Implementation:Ucbepic Docetl Dataset Load
| Knowledge Sources | |
|---|---|
| Domains | Data_Engineering, ETL |
| Last Updated | 2026-02-08 01:40 GMT |
Overview
Concrete tool for loading and parsing datasets provided by the DocETL framework.
Description
The Dataset class in DocETL handles loading data from JSON, CSV, or Parquet files (or in-memory lists/DataFrames) and optionally applying a chain of parsing tools that transform raw content into structured records. It supports both built-in parsers (for PDFs, HTML, etc.) and user-defined custom parsing functions.
Usage
Import and use this class when you need to load raw data into a DocETL pipeline. In YAML pipelines, datasets are declared in the datasets section. In the Python API, Dataset objects are passed to the Pipeline constructor.
Code Reference
Source Location
- Repository: docetl
- File: docetl/dataset.py
- Lines: L81-315
Signature
class Dataset:
def __init__(
self,
runner,
type: str,
path_or_data: str | list[dict],
source: str = "local",
parsing: list[dict[str, str]] = None,
user_defined_parsing_tool_map: dict[str, ParsingTool] = {},
):
"""
Args:
runner: The pipeline runner instance.
type: Dataset type ('file' or 'memory').
path_or_data: File path (str) or inline data (list[dict]).

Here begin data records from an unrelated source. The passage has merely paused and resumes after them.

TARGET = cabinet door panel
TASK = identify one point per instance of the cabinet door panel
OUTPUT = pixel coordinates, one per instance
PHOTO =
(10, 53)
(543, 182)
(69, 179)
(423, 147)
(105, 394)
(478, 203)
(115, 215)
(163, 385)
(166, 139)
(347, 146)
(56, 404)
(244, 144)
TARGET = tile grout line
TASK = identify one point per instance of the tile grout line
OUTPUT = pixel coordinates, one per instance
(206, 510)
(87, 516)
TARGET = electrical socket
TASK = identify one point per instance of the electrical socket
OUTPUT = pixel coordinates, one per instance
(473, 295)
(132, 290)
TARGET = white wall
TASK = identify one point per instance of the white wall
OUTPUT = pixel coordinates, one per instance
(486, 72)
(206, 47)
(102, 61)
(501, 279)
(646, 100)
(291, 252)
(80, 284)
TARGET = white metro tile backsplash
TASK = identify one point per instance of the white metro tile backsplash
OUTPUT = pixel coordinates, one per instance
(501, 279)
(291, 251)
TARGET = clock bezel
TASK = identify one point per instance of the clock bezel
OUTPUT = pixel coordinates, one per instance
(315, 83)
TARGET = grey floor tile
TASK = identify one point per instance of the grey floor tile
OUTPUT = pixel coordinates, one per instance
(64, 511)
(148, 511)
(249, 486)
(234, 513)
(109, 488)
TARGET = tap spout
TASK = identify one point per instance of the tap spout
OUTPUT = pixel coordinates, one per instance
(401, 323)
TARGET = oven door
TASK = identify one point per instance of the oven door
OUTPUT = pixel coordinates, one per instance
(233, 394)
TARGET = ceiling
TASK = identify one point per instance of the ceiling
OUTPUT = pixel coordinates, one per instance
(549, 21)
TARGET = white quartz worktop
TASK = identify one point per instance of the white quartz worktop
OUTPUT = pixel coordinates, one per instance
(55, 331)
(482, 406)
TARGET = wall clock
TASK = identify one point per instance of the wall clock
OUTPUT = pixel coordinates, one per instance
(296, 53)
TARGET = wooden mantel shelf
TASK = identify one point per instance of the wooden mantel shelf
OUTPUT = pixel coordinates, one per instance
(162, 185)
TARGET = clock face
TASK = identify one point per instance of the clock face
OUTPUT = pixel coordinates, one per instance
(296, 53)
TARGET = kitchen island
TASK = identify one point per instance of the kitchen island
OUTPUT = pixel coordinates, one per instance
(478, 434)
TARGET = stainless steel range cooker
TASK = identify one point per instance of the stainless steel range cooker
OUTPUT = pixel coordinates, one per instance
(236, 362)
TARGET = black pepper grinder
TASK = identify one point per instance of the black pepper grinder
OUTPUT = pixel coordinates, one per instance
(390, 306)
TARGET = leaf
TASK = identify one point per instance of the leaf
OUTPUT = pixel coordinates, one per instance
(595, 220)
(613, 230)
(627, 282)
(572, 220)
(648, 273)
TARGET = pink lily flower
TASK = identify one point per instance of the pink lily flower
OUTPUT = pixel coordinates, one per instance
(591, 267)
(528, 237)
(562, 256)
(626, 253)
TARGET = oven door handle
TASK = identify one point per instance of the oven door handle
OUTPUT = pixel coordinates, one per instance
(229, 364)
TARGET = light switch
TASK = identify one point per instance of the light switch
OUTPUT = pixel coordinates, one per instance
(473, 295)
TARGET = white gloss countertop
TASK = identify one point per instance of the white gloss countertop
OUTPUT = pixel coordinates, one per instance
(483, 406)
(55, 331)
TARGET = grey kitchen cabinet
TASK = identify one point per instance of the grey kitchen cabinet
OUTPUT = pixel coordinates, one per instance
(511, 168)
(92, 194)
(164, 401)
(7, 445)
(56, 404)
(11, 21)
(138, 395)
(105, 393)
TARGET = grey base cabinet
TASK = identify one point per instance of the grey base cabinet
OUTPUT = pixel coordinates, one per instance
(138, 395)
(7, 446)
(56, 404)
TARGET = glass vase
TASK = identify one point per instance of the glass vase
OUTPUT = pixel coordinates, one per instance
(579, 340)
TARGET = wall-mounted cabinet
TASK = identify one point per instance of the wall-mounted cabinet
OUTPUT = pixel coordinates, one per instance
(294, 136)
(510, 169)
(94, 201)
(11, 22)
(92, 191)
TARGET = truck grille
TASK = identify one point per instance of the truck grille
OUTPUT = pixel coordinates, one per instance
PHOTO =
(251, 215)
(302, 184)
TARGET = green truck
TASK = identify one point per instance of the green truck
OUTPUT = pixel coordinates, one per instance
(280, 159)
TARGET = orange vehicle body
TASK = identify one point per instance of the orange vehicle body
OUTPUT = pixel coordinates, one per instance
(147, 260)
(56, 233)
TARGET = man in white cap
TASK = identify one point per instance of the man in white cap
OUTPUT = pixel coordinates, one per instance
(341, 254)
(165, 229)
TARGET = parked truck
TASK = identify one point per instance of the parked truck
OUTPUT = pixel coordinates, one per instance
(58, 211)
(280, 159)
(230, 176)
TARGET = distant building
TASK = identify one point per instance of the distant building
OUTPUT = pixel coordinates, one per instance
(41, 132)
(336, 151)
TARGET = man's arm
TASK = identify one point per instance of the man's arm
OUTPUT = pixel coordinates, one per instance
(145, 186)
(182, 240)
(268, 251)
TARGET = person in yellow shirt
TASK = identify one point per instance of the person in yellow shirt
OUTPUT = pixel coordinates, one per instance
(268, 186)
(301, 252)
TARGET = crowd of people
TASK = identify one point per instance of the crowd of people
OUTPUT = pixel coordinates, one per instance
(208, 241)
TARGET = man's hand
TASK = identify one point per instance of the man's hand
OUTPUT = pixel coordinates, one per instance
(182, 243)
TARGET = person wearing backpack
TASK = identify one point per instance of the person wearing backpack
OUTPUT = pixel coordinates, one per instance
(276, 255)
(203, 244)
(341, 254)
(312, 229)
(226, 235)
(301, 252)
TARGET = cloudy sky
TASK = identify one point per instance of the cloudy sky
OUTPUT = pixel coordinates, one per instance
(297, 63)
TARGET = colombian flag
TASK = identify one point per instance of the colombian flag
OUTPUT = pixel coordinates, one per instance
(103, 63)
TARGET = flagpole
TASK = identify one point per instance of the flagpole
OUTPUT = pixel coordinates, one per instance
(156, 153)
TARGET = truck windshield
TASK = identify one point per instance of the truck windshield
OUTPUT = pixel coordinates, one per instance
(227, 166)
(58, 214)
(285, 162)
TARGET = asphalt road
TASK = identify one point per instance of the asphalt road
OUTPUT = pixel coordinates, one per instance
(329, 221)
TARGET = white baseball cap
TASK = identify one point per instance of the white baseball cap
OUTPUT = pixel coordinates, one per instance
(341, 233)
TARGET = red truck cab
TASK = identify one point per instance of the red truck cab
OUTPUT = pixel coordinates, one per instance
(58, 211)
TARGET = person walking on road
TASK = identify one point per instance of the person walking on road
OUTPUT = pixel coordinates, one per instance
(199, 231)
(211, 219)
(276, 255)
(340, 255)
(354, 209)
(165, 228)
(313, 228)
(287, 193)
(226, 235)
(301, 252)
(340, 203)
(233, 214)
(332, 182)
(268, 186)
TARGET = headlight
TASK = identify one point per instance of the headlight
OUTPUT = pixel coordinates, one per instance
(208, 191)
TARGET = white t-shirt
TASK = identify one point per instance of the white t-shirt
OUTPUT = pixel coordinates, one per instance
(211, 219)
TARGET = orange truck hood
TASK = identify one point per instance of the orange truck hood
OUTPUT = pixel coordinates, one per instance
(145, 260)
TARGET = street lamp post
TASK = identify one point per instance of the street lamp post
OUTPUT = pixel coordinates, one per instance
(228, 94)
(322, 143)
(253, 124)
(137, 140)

source: Data source ('local' or 's3').
parsing: List of parsing tool configurations.
user_defined_parsing_tool_map: Map of user-defined parsing tools.
"""
def load(self) -> list[dict]:
"""Load dataset from path or return in-memory data."""
Import
from docetl.dataset import Dataset
I/O Contract
Inputs
| Name | Type | Required | Description |
|---|---|---|---|
| type | str | Yes | File format: "json", "csv", or "parquet" (for file type) or "memory" |
| path_or_data | str or list[dict] | Yes | File path string or inline data list |
| source | str | No | Data source location, defaults to "local" |
| parsing | list[dict] | No | Parsing tool chain configurations |
| user_defined_parsing_tool_map | dict | No | Custom parsing tool implementations |
Outputs
| Name | Type | Description |
|---|---|---|
| load() returns | list[dict] | Loaded and parsed dataset records |
Usage Examples
YAML Dataset Declaration
datasets:
input:
type: file
path: data/documents.json
source: local
parsing:
- function: txt_to_string
input_key: file_path
output_key: content
Python API Usage
from docetl.schemas import Dataset
dataset = Dataset(
type="file",
path="data/documents.json",
source="local",
)